Packing maximum sustained winds of 110 mph, Hurricane Delta made landfall Wednesday along the northeastern Mexican coast of the Yucatan Peninsula as a Category 2 storm, the National Hurricane Center said.
Delta, which was located about 20 miles south of Cancun, is expected to strengthen back into a major hurricane after sweeping through open water in the Gulf of Mexico on a path toward the Louisiana coast, CNN reported.
Louisiana Gov. John Bel Edwards has declared a state of emergency and encouraged residents to be prepared for a major hurricane and not focus on its strength, according to the network.
The state is still recovering from Hurricane Laura, which slammed ashore as a Category 4 storm in August. More than 6,600 Laura evacuees remain in hotels around the state, mainly in New Orleans, because their homes are too heavily damaged to return.
Alabama Gov. Kay Ivey also has declared a state of emergency ahead of Delta.
Ben Schott of the National Weather Service said Delta will be a major hurricane with life-threatening storm surge, damaging winds and flash flooding.
The earliest the storm will hit is Friday morning, he said, but if the system slows, it could be as late as Saturday morning, according to CNN.

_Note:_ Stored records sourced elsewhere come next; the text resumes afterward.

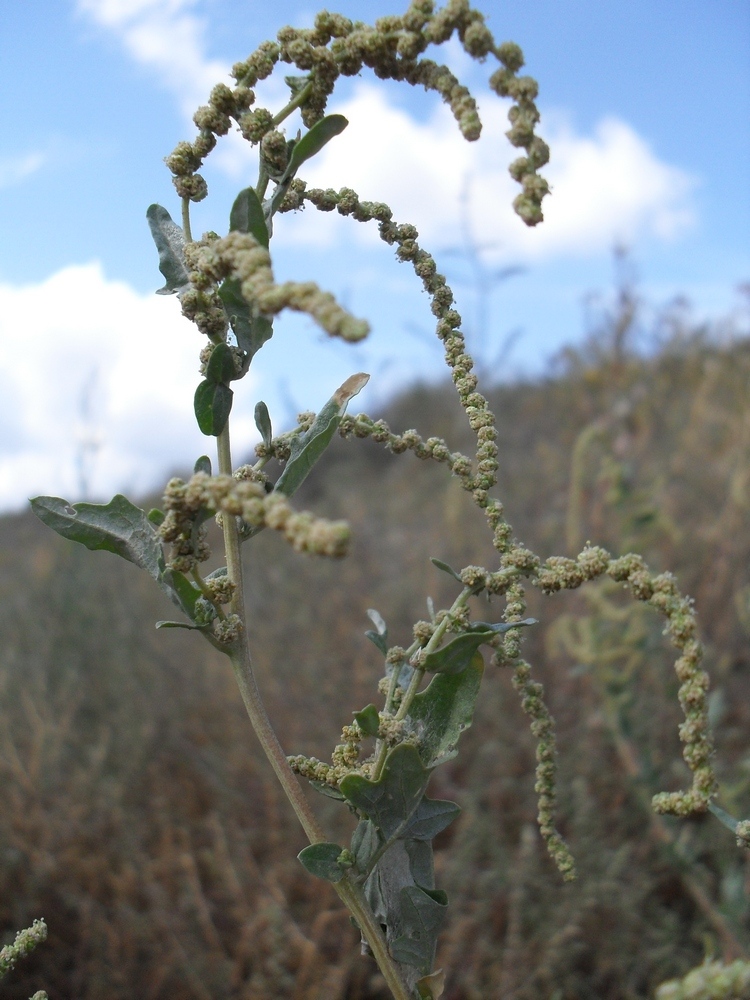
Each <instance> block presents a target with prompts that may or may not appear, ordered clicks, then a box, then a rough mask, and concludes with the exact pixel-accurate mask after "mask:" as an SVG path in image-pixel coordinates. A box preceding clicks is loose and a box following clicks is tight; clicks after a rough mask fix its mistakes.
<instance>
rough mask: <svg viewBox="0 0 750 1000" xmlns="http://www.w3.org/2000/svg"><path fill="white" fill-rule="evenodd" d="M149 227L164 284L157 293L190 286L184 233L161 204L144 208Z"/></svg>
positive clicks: (178, 290)
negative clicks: (152, 236)
mask: <svg viewBox="0 0 750 1000" xmlns="http://www.w3.org/2000/svg"><path fill="white" fill-rule="evenodd" d="M146 218H147V219H148V225H149V229H150V230H151V235H152V236H153V238H154V243H155V244H156V249H157V250H158V251H159V270H160V271H161V273H162V274H163V275H164V279H165V281H166V284H165V285H164V287H163V288H159V289H158V290H157V292H156V294H157V295H174V294H179V293H180V292H183V291H185V289H186V288H188V287H189V286H190V278H189V276H188V271H187V268H186V266H185V234H184V232H183V231H182V229H180V227H179V226H178V225H177V223H176V222H174V221H173V220H172V216H171V215H170V214H169V212H168V211H167V210H166V208H162V206H161V205H149V207H148V209H147V210H146Z"/></svg>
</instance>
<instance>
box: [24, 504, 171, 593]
mask: <svg viewBox="0 0 750 1000" xmlns="http://www.w3.org/2000/svg"><path fill="white" fill-rule="evenodd" d="M31 509H32V510H33V511H34V513H35V514H36V516H37V517H38V518H39V519H40V520H41V521H44V523H45V524H46V525H47V526H48V527H49V528H52V529H53V531H56V532H57V533H58V535H62V536H63V538H69V539H71V540H72V541H74V542H80V543H81V544H82V545H85V546H86V548H87V549H92V550H97V549H104V550H105V551H107V552H114V553H115V555H118V556H122V558H123V559H127V560H128V562H132V563H135V565H136V566H140V567H141V569H145V570H146V572H147V573H149V574H150V575H151V576H152V577H153V578H154V579H155V580H158V581H159V582H161V578H162V573H163V571H164V556H163V554H162V548H161V541H160V540H159V536H158V535H157V534H156V532H155V531H154V528H153V526H152V525H151V523H150V521H149V520H148V518H147V517H146V514H145V513H144V511H142V510H141V509H140V507H136V506H135V504H132V503H131V502H130V501H129V500H128V499H127V497H124V496H122V494H120V493H118V494H117V496H115V497H113V498H112V500H110V502H109V503H107V504H98V503H74V504H69V503H68V501H67V500H62V499H61V498H60V497H35V498H34V499H33V500H32V501H31Z"/></svg>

In Mexico, Quintana Roo Gov. Carlos Joaquín warned residents and tourists that Delta “is a strong, powerful hurricane.”
He considered it a good sign that the hurricane had weakened a little late Tuesday, but said the area hadn’t seen a storm like it since Hurricane Wilma in 2005.
Delta increased in strength by 80 mph in just 24 hours, more than doubling from a 60 mph storm at 2 p.m. Monday to 140 mph at 2 p.m. Tuesday. Its top winds peaked at 145 mph before weakening late Tuesday as it closed in on Yucatan.
Hundreds of guests and some 200 workers from the Fiesta Americana Condesa hotel were taken to the Technological Institute of Cancun campus, where they hunkered down and spread out on thin mattresses.
“The hotel has done a good job of making sure that we were provided for and that we’re going to be safe here in this place, so we don’t have any concerns at all,” said Shawn Sims, a tourist from Dallas sheltering with his wife, Rashonda Cooper, and their sons, Liam, 7, and Easton, 4.
“This is my first (hurricane) experience, but I see that these guys have a plan and they know what they’re doing,” Sims said.